I heard that feeding piranha guppies isnt healthy. Should i feed them rodents


----------



## lament configuration (Jun 22, 2003)

nah just stick with krill, catfish/tilapia filets, worms and pellets if they will take them.


----------



## piranha_sarge (Feb 23, 2004)

every once in awhile cant hurt any but it is bad if you feed them guppies 100% of the time


----------



## lui_81083 (Feb 18, 2004)

^good advice!


----------



## JesseD (Mar 26, 2003)

a diet of strictly live foods isn't healthy for your fish. they need a varied diet..them them live foods for a treat.

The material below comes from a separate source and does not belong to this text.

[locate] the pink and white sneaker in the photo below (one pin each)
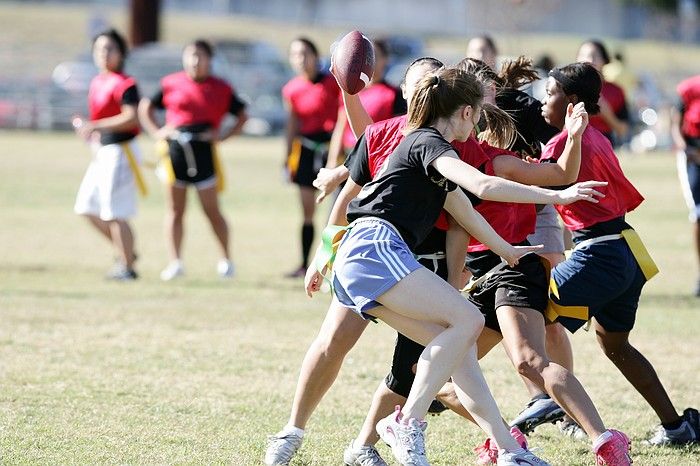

their main diet should consist of:

-shrimp
-catfish
-beef
-beefheart
-chicken
-smelt
-krill
-earthworms
-mealworms


----------



## Atlanta Braves Baby! (Mar 12, 2003)

^ goodlist above

I would add salmon and squid to that list also.


----------



## adamc07 (Oct 23, 2003)

Poultry is bad for fish, read it at some other post.


----------



## Mr. Hannibal (Feb 21, 2003)

The most varied diet the better...you should try fish fillets, shrimp, crab, earthworms...and beefheart, chicken and clean feeders once in a while :nod: !


----------



## ScratchHTT (Dec 24, 2003)

Ask your G Unit Uncle


----------